I know, that it is well defined by the C standard that (unsigned)-1
must yield 2^n-1, i. e. an unsigned integer with all its bits set. The same goes for (uint64_t)-1ll
. However, I cannot find something in the C11 standard that specifies how (uint64_t)-1
is interpreted.
So, the question is: Is there any guarantee in the C standard, which of the following holds true?
(uint64_t)-1 == (uint64_t)(unsigned)-1 //0x00000000ffffffff
(uint64_t)-1 == (uint64_t)(int64_t)-1 //0xffffffffffffffff
Yes.

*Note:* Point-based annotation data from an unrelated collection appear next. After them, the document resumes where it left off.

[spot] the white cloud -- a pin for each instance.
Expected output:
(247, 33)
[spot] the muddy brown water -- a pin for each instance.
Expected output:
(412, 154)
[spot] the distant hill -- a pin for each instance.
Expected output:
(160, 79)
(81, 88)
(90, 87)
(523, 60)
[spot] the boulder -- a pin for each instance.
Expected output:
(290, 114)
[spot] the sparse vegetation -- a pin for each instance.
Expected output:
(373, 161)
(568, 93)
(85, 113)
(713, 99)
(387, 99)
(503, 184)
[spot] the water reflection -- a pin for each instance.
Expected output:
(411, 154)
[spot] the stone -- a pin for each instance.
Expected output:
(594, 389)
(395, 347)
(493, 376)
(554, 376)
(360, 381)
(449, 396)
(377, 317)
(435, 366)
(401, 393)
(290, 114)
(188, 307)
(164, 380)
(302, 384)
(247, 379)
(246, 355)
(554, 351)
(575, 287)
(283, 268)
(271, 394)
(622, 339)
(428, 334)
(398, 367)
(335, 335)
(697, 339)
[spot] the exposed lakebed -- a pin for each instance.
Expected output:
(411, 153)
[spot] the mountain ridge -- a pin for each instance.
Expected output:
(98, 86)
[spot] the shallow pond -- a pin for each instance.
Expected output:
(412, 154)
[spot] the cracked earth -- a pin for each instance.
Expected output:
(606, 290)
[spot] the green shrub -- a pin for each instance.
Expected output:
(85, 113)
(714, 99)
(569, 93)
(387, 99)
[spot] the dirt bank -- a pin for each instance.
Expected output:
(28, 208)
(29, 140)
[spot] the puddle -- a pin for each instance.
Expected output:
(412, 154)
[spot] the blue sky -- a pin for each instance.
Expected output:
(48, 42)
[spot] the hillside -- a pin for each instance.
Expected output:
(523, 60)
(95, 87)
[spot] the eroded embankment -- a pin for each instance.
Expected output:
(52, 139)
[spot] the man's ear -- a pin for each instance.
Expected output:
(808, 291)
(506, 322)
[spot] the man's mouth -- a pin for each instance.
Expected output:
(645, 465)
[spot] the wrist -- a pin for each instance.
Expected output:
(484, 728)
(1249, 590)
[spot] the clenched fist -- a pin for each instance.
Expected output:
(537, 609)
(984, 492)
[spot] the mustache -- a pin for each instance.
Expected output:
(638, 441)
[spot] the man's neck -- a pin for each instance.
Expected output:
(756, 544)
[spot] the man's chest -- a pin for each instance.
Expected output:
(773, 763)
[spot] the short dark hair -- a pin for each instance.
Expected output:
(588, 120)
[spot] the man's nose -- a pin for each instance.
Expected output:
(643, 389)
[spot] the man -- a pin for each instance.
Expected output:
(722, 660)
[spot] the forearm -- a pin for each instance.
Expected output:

See C11 6.3.1.3 Signed and unsigned integers:
1 When a value with integer type is converted to another integer type other than _Bool, if the value can be represented by the new type, it is unchanged.
2 Otherwise, if the new type is unsigned, the value is converted by repeatedly adding or subtracting one more than the maximum value that can be represented in the new type until the value is in the range of the new type.60)
3 Otherwise, the new type is signed and the value cannot be represented in it; either the result is implementation-defined or an implementation-defined signal is raised.
60) The rules describe arithmetic on the mathematical value, not the value of a given type of expression.
Case 2 applies, so -1 is reduced modulo 0x10000000000000000 to yield 0xffffffffffffffff.